- Born: 22 October 1930 Huliaipole, Ukrainian SSR, Soviet Union
- Died: 3 November 1999 (aged 69) Kyiv, Ukraine
- Education: National Aviation University
- Occupation: Cinematographer
- Notable work: The Legend of Princess Olga [ru; uk]; Urga; Burnt by the Sun; As cameraman: Farewell, Doves; St John's Eve [fr; uk; ru];
- Awards: Shevchenko National Prize

= Vilen Kalyuta =

Ukrainian cinematographer

Vilen Aleksandrovich Kalyuta (Вілен Олександрович Калюта; 22 October 1930 – 3 November 1999) was a Ukrainian cinematographer. He was the laureate of the Shevchenko National Prize in 1999.

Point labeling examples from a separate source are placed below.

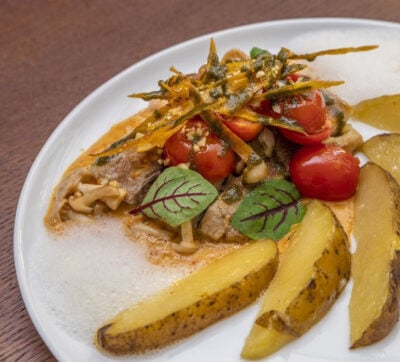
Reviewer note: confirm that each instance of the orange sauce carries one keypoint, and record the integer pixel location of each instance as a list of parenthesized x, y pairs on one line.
[(381, 112)]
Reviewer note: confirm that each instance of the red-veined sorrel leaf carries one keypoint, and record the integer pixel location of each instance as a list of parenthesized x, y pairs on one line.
[(176, 196), (269, 210)]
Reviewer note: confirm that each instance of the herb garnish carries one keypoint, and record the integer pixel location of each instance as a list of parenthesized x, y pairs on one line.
[(177, 195), (269, 210)]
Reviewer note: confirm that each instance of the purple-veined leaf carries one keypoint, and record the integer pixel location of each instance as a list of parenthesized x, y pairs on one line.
[(177, 195), (269, 210)]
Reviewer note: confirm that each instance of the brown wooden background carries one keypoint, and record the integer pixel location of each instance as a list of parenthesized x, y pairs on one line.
[(53, 53)]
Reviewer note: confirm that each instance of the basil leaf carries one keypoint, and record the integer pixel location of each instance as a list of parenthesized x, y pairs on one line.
[(177, 195), (269, 210)]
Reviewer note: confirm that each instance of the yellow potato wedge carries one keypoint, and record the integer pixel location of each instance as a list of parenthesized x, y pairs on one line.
[(384, 150), (374, 304), (311, 275), (218, 290)]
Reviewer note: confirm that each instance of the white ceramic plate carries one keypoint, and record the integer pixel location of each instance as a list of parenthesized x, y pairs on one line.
[(327, 341)]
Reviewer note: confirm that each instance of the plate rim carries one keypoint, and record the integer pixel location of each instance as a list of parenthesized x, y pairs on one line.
[(19, 261)]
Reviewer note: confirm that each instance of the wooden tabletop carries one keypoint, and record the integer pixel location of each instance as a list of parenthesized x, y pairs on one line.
[(53, 53)]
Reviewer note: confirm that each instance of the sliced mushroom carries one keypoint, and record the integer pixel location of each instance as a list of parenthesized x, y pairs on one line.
[(350, 140), (66, 187), (110, 195)]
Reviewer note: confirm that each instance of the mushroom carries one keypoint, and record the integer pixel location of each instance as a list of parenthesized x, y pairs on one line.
[(67, 186), (350, 140), (82, 202)]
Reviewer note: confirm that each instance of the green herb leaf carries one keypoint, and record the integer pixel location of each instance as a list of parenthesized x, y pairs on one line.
[(255, 52), (177, 195), (269, 210)]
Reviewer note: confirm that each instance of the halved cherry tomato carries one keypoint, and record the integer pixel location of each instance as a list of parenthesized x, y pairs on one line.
[(205, 152), (243, 128), (325, 172)]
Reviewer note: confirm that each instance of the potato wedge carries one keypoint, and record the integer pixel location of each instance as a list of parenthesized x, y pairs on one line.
[(374, 304), (311, 275), (218, 290), (384, 150)]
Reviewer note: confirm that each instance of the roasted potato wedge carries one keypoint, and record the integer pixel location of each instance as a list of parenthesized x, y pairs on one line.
[(374, 304), (218, 290), (384, 150), (311, 274)]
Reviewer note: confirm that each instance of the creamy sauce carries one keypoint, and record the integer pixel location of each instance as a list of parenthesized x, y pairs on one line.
[(381, 112), (157, 240)]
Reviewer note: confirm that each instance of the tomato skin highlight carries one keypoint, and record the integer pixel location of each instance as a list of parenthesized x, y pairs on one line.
[(307, 138), (205, 152), (308, 110), (246, 130), (325, 172), (214, 162)]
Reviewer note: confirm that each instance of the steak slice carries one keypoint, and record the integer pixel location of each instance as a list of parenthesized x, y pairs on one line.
[(133, 171)]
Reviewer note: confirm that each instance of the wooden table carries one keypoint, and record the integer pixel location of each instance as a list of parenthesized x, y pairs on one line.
[(55, 52)]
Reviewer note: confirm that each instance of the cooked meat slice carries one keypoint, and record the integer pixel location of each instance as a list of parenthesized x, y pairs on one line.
[(216, 222), (133, 171)]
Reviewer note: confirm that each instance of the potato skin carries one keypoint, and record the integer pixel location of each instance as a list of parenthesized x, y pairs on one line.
[(331, 273), (190, 320), (390, 313), (290, 308)]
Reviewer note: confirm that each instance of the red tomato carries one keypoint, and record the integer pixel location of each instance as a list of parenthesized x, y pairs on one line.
[(214, 161), (325, 172), (243, 128), (307, 138), (205, 152), (308, 109), (310, 112)]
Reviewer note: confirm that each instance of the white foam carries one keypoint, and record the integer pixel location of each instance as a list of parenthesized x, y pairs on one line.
[(93, 271), (85, 277), (366, 74)]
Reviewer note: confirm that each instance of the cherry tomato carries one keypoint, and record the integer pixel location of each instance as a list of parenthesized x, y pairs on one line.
[(243, 128), (307, 138), (307, 109), (205, 152), (310, 112), (325, 172)]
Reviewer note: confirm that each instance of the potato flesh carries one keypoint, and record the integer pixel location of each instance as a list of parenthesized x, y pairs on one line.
[(219, 289), (377, 234), (384, 150), (311, 275)]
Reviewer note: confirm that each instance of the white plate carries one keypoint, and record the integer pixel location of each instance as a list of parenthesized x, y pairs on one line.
[(327, 341)]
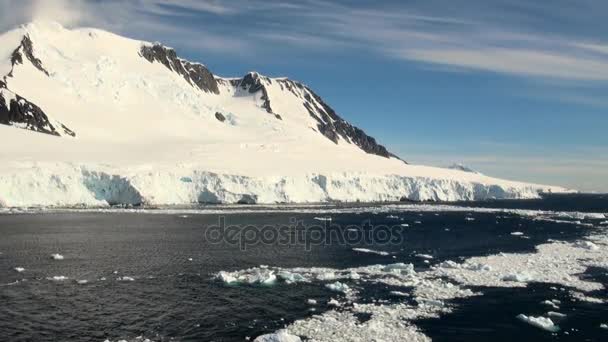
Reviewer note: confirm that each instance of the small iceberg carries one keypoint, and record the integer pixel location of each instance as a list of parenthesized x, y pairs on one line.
[(279, 336), (333, 302), (338, 287), (323, 218), (518, 277), (125, 278), (424, 256), (57, 256), (370, 251), (539, 322), (588, 245)]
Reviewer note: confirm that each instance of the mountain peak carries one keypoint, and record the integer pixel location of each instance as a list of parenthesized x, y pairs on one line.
[(42, 25)]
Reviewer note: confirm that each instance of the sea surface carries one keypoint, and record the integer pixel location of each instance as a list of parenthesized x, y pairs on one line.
[(152, 274)]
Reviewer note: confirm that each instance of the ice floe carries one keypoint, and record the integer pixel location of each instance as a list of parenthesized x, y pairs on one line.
[(279, 336), (57, 256), (554, 303), (424, 256), (125, 278), (556, 262), (370, 251), (587, 245), (339, 287), (518, 277), (539, 322), (323, 218)]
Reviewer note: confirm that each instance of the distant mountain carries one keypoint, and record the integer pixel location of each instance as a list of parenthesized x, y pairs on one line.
[(105, 119), (462, 167)]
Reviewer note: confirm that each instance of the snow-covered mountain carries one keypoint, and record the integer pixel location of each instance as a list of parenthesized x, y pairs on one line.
[(93, 118)]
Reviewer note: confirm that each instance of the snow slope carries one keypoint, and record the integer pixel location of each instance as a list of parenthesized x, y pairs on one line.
[(132, 123)]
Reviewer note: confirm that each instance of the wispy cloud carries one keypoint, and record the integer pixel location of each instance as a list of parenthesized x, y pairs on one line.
[(515, 38)]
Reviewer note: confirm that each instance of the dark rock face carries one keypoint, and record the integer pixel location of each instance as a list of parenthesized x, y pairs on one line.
[(254, 83), (220, 117), (248, 199), (17, 111), (329, 123), (332, 125), (26, 48), (196, 74)]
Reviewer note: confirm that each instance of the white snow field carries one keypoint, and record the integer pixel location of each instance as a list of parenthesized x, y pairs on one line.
[(144, 134)]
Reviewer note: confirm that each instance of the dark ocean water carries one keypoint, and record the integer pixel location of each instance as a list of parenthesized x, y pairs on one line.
[(174, 296)]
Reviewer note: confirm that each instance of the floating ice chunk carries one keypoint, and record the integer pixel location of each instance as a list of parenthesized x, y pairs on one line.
[(333, 302), (251, 276), (587, 245), (477, 267), (429, 302), (323, 218), (290, 277), (326, 276), (370, 251), (449, 264), (424, 256), (556, 315), (400, 268), (539, 322), (354, 275), (338, 287), (552, 303), (279, 336), (518, 277), (125, 278), (57, 256)]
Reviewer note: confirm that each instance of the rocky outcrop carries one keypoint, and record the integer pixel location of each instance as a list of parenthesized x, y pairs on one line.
[(220, 117), (19, 112), (254, 82), (194, 73), (333, 126), (329, 123), (26, 49)]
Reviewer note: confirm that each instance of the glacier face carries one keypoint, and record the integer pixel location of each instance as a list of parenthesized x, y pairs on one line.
[(65, 185), (147, 127)]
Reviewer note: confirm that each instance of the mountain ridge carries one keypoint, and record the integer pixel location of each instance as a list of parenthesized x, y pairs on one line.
[(129, 123)]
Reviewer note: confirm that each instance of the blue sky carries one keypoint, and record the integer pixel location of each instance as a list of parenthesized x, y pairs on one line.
[(516, 89)]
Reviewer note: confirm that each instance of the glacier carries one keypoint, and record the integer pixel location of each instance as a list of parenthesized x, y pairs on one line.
[(131, 123)]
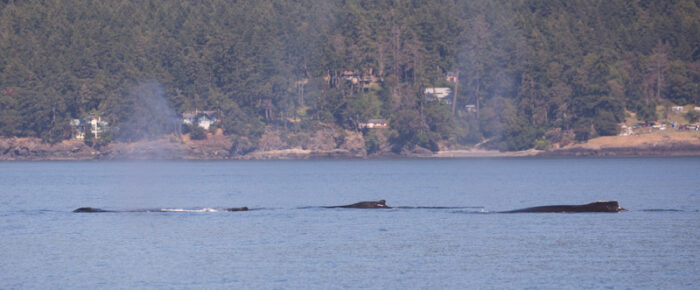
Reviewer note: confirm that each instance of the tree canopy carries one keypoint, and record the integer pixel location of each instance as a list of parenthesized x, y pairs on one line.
[(530, 68)]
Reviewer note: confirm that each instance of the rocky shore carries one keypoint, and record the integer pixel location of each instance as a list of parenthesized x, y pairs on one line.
[(219, 147)]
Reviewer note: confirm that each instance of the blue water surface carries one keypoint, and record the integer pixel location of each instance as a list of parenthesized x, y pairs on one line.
[(287, 240)]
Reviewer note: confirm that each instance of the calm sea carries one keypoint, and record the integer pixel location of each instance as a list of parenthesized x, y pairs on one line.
[(288, 240)]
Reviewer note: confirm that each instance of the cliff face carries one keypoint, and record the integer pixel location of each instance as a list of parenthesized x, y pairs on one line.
[(34, 149)]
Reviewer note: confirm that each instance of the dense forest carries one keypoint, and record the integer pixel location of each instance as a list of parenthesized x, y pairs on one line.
[(530, 72)]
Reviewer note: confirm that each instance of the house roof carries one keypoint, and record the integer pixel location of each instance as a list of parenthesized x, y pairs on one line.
[(376, 121)]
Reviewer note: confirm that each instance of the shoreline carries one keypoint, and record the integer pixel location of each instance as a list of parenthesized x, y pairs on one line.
[(668, 144)]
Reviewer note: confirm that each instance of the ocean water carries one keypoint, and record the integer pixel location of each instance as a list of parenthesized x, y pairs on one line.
[(289, 241)]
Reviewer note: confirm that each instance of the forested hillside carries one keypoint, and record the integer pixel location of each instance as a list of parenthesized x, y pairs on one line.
[(535, 72)]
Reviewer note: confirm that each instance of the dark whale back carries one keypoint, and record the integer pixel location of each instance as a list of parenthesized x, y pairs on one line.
[(364, 204), (245, 208), (598, 206), (89, 209)]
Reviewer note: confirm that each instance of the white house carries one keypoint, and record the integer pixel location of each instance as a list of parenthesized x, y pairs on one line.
[(374, 124), (438, 94), (202, 119)]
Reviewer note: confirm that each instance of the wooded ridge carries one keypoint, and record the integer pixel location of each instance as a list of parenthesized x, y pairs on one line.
[(511, 75)]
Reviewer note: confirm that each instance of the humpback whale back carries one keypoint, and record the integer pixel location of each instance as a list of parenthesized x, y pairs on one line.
[(364, 204), (598, 206)]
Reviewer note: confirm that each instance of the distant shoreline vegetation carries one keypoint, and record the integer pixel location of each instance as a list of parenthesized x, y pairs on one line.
[(362, 77)]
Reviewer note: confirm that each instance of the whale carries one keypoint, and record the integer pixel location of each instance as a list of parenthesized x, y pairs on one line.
[(597, 206), (93, 209), (363, 204)]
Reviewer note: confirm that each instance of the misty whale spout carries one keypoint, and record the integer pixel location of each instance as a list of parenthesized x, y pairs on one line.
[(93, 209), (598, 206), (364, 204)]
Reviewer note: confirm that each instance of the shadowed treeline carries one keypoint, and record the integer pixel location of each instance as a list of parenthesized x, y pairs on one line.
[(534, 72)]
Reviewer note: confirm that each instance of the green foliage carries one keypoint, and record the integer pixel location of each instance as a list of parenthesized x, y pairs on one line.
[(526, 65), (691, 116), (372, 143), (198, 133)]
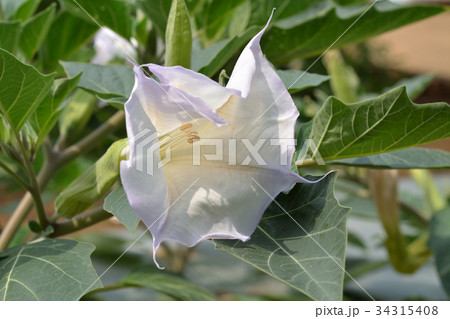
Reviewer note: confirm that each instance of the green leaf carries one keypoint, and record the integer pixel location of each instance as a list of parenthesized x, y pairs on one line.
[(209, 61), (312, 31), (114, 14), (308, 253), (19, 9), (22, 88), (117, 204), (215, 17), (10, 35), (77, 113), (439, 243), (384, 124), (106, 81), (344, 81), (414, 86), (178, 36), (296, 81), (48, 112), (51, 269), (169, 284), (92, 185), (66, 35), (35, 31), (401, 159), (157, 11)]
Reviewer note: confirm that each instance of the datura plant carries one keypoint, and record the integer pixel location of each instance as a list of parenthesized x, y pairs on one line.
[(127, 116), (184, 115)]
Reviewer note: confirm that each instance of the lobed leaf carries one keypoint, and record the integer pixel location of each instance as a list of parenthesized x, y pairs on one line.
[(439, 243), (66, 35), (301, 240), (51, 269), (48, 112), (169, 284), (10, 35), (22, 88), (386, 123), (402, 159), (35, 31), (106, 81)]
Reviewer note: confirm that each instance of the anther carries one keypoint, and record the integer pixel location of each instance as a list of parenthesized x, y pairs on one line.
[(185, 126), (193, 138)]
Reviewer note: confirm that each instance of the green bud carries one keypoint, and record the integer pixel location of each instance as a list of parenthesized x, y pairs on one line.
[(178, 35), (93, 184)]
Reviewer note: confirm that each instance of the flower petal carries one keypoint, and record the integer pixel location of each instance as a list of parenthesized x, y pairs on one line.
[(224, 203), (167, 106), (193, 83)]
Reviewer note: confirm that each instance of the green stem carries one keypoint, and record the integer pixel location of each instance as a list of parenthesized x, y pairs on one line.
[(24, 207), (34, 190), (79, 222), (19, 179), (55, 161), (309, 162)]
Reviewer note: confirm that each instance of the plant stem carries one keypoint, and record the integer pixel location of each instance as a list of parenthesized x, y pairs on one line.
[(24, 207), (34, 190), (19, 179), (53, 162), (79, 222)]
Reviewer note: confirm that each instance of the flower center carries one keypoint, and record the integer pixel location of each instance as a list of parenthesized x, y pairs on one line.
[(176, 138)]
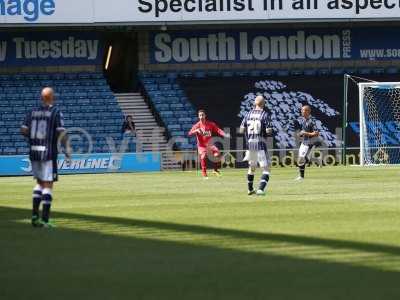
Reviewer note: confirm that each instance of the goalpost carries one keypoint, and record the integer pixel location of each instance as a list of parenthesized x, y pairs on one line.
[(379, 113)]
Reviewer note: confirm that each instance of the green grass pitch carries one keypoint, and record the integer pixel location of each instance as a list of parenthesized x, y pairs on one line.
[(174, 236)]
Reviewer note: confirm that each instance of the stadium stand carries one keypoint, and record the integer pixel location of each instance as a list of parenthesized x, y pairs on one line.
[(84, 98), (168, 96), (171, 104)]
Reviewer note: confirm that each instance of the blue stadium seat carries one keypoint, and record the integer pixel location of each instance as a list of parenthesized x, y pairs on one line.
[(310, 72), (255, 73), (338, 71), (364, 71), (282, 73), (324, 71)]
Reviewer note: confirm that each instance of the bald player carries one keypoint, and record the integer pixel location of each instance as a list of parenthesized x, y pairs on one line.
[(308, 130), (43, 127), (257, 126)]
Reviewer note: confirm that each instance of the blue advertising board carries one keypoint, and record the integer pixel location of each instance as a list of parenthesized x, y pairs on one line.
[(87, 164), (50, 48), (274, 45)]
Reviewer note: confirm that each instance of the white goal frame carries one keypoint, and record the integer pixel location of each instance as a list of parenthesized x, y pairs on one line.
[(363, 126)]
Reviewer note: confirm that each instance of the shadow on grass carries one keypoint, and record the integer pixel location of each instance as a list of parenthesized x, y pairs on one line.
[(75, 264)]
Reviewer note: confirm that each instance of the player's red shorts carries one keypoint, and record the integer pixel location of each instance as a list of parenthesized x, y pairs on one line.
[(210, 149)]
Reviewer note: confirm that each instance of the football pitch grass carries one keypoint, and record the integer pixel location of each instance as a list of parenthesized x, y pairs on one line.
[(173, 235)]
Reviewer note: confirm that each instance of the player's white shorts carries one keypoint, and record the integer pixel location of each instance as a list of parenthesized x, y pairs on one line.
[(44, 170), (304, 153), (255, 157)]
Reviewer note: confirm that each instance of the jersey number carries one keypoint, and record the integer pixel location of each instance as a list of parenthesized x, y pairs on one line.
[(39, 129), (253, 127)]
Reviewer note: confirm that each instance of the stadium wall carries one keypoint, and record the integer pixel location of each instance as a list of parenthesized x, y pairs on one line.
[(146, 47)]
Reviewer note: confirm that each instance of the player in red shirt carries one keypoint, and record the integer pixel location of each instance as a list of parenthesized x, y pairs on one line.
[(204, 131)]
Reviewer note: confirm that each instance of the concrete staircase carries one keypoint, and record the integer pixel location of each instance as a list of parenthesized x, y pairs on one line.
[(150, 137)]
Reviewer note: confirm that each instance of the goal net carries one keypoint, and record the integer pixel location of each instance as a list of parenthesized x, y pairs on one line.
[(379, 123)]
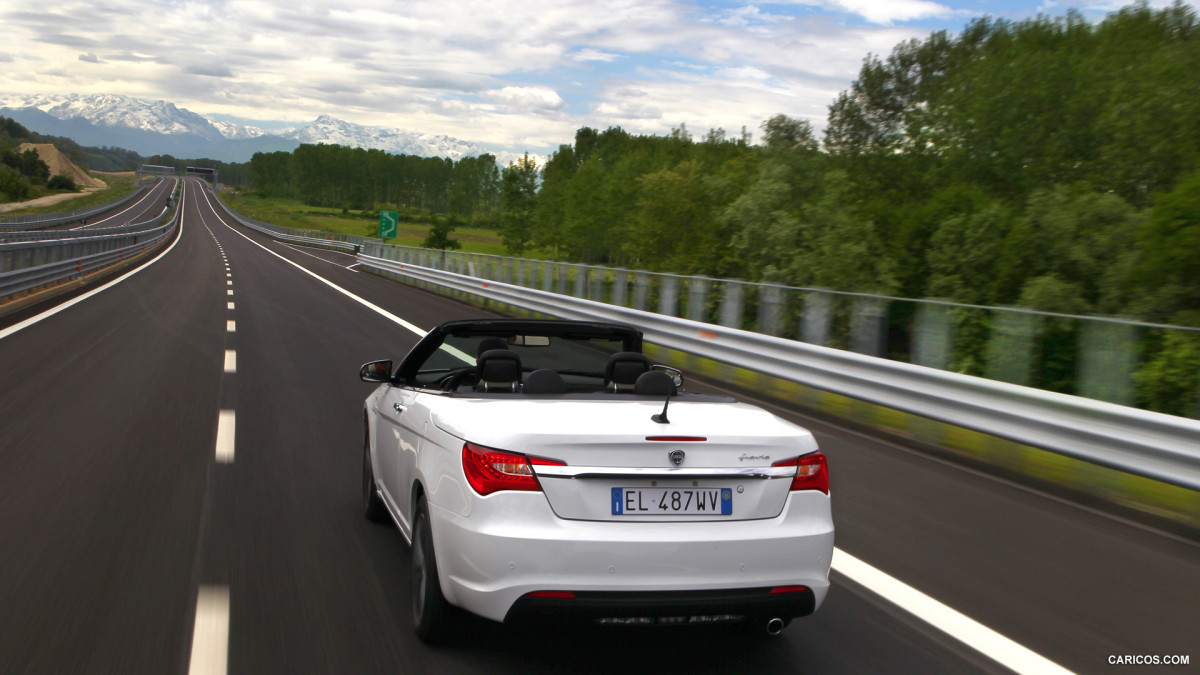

He was born on 22 October 1930, in Huliaipole, in Zaporizhzhia Oblast. Kalyuta worked on more than 50 movies during his 40-year career. Notable films by Vilen Kalyuta are White Bird with Black Mark, Flights in Dreams and Reality, The Legend of Princess Olga, Urga, Burnt by the Sun and the last film he worked on A Friend of the Deceased. Vilen Kalyuta died on 3 November 1999 in Kyiv.